(Fox Searchlight/courtesy Everett Collection; Dia Dipasupil/Getty Images)
Long before Euphoria, there was Thirteen.
Catherine Hardwicke’s R-rated slice-of-life drama about an honors student (Evan Rachel Wood) whose relationship with her mother (Holly Hunter) is put to the test when a new friend (Nikki Reed) introduces her to sex, drugs and petty crime stunned audiences when it debuted at the Sundance Film Festival in early 2003 and subsequently released in theaters 20 years ago Sunday.

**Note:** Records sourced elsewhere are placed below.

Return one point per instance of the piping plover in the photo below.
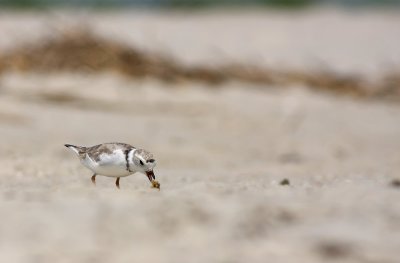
(116, 160)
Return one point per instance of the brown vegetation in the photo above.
(82, 51)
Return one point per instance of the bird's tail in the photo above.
(79, 150)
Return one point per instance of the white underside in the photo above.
(112, 165)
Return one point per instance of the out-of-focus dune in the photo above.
(222, 152)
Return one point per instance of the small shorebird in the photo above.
(116, 160)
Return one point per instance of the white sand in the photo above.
(221, 154)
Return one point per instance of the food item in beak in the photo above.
(155, 184)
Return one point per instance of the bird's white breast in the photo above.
(109, 164)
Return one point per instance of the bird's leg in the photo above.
(94, 179)
(117, 182)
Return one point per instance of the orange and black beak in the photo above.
(150, 175)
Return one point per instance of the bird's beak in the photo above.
(150, 175)
(152, 178)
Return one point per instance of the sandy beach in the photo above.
(222, 151)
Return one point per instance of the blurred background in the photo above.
(275, 125)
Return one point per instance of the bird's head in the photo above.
(145, 163)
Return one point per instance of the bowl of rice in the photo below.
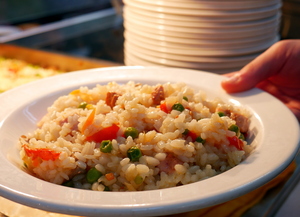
(139, 141)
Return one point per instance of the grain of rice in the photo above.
(172, 153)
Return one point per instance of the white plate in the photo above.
(130, 51)
(200, 17)
(193, 55)
(128, 13)
(216, 41)
(136, 60)
(198, 12)
(211, 5)
(275, 137)
(134, 25)
(128, 35)
(176, 30)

“I like elevating things,” Hardwicke (Twilight, Mafia Mamma) tells us in a recent interview. “I wanted you to feel how the hormones are raging and what it feels like to be a kid when everything matters.”
Hardwicke was a prolific production designer working with the likes of Cameron Crowe, Richard Linklater and David O. Russell in the 1990s and early 2000s when she teamed with Reed — then 14, and the daughter of an ex-boyfriend — to write the script for Thirteen in only six days. “We really tried to [show] what it felt like to be a teenager, and just going through all the crazy pressures from the outside world,” Hardwicke says.
But while Euphoria, the Emmy-winning sensation starring Zendaya that offers an often heavy and jarring depiction of contemporary female teendom, was produced with the backing of the hit-making network HBO, Hollywood was far more cautious of similar content when Hardwicke and Reed shopped their script around town two decades ago.
“I mean, every studio and every financier said, ‘No, we can’t make it. How could we make a movie that’s gonna be R-rated with an unknown 13-year-old girl in the lead?’ Everybody said no,” Hardwicke says.
The film was ultimately produced with a budget of about $2 million, which Hardwicke raised through independent equity financing. It was shot in Los Angeles over 24 days.
“We made it by hook or crook, you know? And for no money. I got paid three bucks the whole time. But when we finally made it, people were like, ‘Oh, it’s powerful. It’s moving. It’s relevant in a way to what people are going through.’”
After the film premiered to raves and a directing award for Hardwicke at the Sundance Film Festival, Fox Searchlight acquired the film and eventually set it for theatrical release on Aug. 20, 2003. It ultimately earned over $10 million, scored bravura reviews (“An emotionally wrenching, not to mention terrifying, film about the perils of being a teenager,” reads the critical consensus of Rotten Tomatoes’s 81 percent approval rating) and heaps of honors, including Oscar and BAFTA nominations for Hunter, SAG nominations for Wood and Hunter and an Independent Spirit Award win for Reed.
“That’s my little baby,” Hardwicke says now of the film. “You know, I saw what Nikki Reed was going through at 13… Holly Hunter, Evan Rachel Wood, their performances are still so strong if you watch it now because they put their hearts into it. They felt it. They lived it on the day. So I love that film.”
Nikki Reed and Catherine Hardwicke at the 15th annual Women in Hollywood Tribute on Oct. 6, 2008. (Michael Buckner/Getty Images)
And it’s still resonating with teens today, the filmmaker says.
“Even now on TikTok, there’s like 1.6 billion interactions with Thirteen. People are seeing clips and they’re writing in the comments, ‘That happened to me last week with my mom.’ So because it was quite honest and had real emotions, it’s still relevant to a lot of people.”
Hardwicke and Reed reunited five years ago when the director cast the actress as vampire Rosalie Hale in The Twilight Saga. But the pair have long discussed continuing The Thirteen Saga.
“We have talked about [it], I talk to Nikki a lot,” Hardwicke says. “We really wanna do a TV series where we see other 13-year-old girls: Thirteen Afghanistan, Thirteen Detroit. You know, let’s see how other 13-year-old girls are navigating their transition into adulthood.”
Thirteen is available to stream on Apple TV.